Koya Fujita, Yoshio Kanayama, Juhyon Kim, Kazuki Nakajima
Vol. 8 (2019) p.1-6

Some systems to measure voided volume and flow rate have been developed. Clinically, urination parameters are measured using uroflowmeters that have special receivers such as cups or bowls. Since these uroflowmeters were developed for clinical use, home use is difficult and inconvenient. Many of these devices require equipment cleaning; additionally, most are too expensive for home use. To address these problems, we developed a method to measure voided volume by noncontact matrix temperature sensors that are installed under a toilet seat. The basic concept is as follows. Urine is excreted at core temperature of 37℃. The heat radiated from urine during excretion is measured by noncontact matrix temperature sensors, and the measured radiated heat is converted to urination volume.
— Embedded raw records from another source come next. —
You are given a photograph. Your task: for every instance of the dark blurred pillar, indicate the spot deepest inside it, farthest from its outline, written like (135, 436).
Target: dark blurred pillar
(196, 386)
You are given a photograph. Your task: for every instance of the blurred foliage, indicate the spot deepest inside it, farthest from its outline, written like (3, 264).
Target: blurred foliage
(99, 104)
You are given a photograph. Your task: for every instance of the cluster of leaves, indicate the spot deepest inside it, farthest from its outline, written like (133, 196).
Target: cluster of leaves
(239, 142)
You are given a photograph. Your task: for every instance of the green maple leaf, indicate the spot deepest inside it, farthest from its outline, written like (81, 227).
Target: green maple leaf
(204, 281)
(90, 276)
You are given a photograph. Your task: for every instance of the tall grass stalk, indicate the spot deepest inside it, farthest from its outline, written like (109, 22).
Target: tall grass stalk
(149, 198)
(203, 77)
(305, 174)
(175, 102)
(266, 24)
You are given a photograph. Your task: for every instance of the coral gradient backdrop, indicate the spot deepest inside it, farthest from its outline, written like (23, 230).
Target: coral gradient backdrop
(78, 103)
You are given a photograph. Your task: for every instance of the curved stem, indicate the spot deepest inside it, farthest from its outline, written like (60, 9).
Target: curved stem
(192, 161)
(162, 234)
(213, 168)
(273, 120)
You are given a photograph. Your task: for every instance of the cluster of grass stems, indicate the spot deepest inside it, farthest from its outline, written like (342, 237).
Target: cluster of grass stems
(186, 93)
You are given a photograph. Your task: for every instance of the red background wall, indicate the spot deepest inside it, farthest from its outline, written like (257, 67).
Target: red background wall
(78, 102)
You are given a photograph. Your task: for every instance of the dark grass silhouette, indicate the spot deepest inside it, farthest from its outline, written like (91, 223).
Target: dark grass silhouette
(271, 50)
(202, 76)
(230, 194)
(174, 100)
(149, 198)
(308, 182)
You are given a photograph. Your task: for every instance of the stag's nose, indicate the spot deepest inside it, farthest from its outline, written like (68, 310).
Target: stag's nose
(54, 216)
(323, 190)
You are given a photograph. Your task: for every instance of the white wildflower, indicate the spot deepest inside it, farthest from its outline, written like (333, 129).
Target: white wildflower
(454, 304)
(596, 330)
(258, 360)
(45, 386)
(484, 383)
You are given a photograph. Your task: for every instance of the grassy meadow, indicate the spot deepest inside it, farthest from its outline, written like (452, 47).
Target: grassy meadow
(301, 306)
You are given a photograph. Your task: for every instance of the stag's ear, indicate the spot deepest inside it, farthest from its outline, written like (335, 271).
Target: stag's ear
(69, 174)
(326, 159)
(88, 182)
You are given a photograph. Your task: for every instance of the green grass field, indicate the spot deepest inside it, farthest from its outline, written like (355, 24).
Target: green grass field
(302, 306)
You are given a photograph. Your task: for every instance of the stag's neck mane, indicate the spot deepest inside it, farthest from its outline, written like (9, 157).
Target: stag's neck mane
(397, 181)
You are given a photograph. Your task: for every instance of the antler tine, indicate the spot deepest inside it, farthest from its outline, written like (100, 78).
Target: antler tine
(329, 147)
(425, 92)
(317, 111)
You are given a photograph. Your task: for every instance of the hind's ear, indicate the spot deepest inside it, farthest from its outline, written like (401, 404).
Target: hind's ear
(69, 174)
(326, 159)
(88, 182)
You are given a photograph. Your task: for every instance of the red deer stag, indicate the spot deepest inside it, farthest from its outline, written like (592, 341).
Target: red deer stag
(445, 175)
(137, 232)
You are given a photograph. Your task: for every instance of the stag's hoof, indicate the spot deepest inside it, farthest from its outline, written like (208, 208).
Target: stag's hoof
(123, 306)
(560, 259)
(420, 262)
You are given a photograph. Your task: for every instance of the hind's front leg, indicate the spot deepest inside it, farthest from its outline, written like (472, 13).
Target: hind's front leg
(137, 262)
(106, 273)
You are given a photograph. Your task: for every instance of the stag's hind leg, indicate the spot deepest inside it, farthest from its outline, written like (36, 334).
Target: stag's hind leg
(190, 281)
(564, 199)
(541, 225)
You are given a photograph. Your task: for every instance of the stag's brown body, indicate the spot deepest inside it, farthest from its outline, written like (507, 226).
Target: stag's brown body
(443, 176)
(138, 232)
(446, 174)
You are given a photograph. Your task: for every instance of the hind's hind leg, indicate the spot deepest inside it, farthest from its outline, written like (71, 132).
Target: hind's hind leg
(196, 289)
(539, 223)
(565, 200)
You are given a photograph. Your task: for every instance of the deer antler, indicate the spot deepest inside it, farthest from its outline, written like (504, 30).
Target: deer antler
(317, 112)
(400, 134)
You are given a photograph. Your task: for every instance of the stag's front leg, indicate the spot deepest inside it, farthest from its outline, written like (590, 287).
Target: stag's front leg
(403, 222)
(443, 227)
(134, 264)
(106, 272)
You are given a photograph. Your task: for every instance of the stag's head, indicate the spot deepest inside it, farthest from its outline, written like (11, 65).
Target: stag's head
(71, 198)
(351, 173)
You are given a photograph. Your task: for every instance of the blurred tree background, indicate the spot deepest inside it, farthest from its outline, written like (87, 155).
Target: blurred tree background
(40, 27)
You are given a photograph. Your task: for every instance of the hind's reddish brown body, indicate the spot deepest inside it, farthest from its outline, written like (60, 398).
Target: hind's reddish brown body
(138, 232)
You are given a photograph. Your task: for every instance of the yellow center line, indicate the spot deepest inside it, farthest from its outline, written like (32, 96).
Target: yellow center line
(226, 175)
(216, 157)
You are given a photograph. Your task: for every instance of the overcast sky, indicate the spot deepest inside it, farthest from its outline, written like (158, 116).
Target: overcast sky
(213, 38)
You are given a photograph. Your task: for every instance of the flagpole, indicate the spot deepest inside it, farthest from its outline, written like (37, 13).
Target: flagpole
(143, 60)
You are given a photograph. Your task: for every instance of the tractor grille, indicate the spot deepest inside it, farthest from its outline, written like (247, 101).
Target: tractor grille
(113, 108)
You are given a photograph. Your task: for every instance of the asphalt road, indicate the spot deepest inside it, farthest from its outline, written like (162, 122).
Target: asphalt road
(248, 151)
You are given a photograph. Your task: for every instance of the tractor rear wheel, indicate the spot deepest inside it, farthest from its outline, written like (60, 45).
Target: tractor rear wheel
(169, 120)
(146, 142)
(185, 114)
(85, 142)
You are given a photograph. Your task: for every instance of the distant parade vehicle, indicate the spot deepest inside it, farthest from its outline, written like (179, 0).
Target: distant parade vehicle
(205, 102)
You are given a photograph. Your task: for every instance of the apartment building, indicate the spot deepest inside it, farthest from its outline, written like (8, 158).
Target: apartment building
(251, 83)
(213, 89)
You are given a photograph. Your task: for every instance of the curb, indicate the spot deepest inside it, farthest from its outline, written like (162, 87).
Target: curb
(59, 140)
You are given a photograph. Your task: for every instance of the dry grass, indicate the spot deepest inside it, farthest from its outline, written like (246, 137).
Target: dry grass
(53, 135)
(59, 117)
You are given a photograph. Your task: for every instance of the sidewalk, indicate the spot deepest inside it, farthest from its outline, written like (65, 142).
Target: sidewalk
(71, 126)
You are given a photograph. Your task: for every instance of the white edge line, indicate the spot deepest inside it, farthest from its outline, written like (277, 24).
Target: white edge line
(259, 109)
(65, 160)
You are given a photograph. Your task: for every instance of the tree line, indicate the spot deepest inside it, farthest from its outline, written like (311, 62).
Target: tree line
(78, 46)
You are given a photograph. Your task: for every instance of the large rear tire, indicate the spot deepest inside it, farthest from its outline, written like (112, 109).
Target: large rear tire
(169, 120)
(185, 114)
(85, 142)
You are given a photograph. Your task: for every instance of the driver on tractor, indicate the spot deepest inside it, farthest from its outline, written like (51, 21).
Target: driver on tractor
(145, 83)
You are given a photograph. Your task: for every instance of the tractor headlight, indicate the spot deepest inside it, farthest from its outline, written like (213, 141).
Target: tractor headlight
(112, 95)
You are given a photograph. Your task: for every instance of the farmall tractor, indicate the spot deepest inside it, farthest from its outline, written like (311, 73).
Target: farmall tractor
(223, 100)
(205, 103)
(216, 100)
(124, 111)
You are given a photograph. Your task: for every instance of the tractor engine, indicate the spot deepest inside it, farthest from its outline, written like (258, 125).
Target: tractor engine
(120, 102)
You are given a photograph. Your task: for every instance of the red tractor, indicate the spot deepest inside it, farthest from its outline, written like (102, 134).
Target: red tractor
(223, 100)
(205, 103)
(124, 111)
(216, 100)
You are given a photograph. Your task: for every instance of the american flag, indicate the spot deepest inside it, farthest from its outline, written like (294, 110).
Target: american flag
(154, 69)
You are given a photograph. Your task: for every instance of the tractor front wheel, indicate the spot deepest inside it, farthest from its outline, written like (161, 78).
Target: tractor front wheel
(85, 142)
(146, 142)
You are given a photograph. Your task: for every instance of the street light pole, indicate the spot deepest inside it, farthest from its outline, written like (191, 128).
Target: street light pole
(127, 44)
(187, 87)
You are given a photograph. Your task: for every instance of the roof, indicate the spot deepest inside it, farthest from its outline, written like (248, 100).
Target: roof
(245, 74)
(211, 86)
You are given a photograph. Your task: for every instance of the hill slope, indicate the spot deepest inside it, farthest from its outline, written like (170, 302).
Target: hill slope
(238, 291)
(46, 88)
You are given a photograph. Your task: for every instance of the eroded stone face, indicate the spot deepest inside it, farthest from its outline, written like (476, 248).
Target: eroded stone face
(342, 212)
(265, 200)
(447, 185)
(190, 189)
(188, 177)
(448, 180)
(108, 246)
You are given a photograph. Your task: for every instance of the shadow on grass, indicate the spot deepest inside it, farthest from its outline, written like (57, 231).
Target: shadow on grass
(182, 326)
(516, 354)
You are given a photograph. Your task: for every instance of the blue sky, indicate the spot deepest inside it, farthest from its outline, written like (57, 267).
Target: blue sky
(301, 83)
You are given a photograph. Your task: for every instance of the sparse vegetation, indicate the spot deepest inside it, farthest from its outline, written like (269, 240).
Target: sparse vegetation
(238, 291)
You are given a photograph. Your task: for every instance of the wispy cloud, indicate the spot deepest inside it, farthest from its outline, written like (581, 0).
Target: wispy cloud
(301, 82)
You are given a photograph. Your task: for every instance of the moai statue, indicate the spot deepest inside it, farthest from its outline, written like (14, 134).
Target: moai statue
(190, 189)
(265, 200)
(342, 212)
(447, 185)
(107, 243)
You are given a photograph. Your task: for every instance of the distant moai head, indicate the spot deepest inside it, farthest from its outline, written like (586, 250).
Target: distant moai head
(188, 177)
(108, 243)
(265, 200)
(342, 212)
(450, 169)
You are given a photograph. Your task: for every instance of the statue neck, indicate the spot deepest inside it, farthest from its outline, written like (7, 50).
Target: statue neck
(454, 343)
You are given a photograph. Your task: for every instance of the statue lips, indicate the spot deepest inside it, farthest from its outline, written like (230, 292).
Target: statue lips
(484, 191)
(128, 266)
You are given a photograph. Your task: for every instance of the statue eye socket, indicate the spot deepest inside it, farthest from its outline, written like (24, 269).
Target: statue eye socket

A preliminary study was conducted to estimate the voided volume using an actual toilet bowl. The noncontact matrix temperature sensors simultaneously measure the temperature of falling water at 37℃ in 16 areas using a matrix of four lines and four rows. Four noncontact matrix temperature sensors were installed at the front, rear, left and right of the underside of a toilet seat. The toilet seat equipped with the four sensors was installed on a toilet bowl. The position of the falling water was fixed at 120 mm from the front sensor. Water volumes of 100, 200 and 300 ml were passed vertically at flow rates of 10, 20, 30 and 40 ml/s. As a result, the surface of the toilet bowl was slightly heated from the heat of the falling water, and the toilet bowl retained the heat after the water had fallen. To eliminate overestimation of heat from the toilet bowl, we proposed two analytical methods: a bias temperature elimination method and a time limitation method. For all four flow rates, the variation of U with a proportional volume obtained by the time limitation method was smaller than that by the bias temperature elimination method.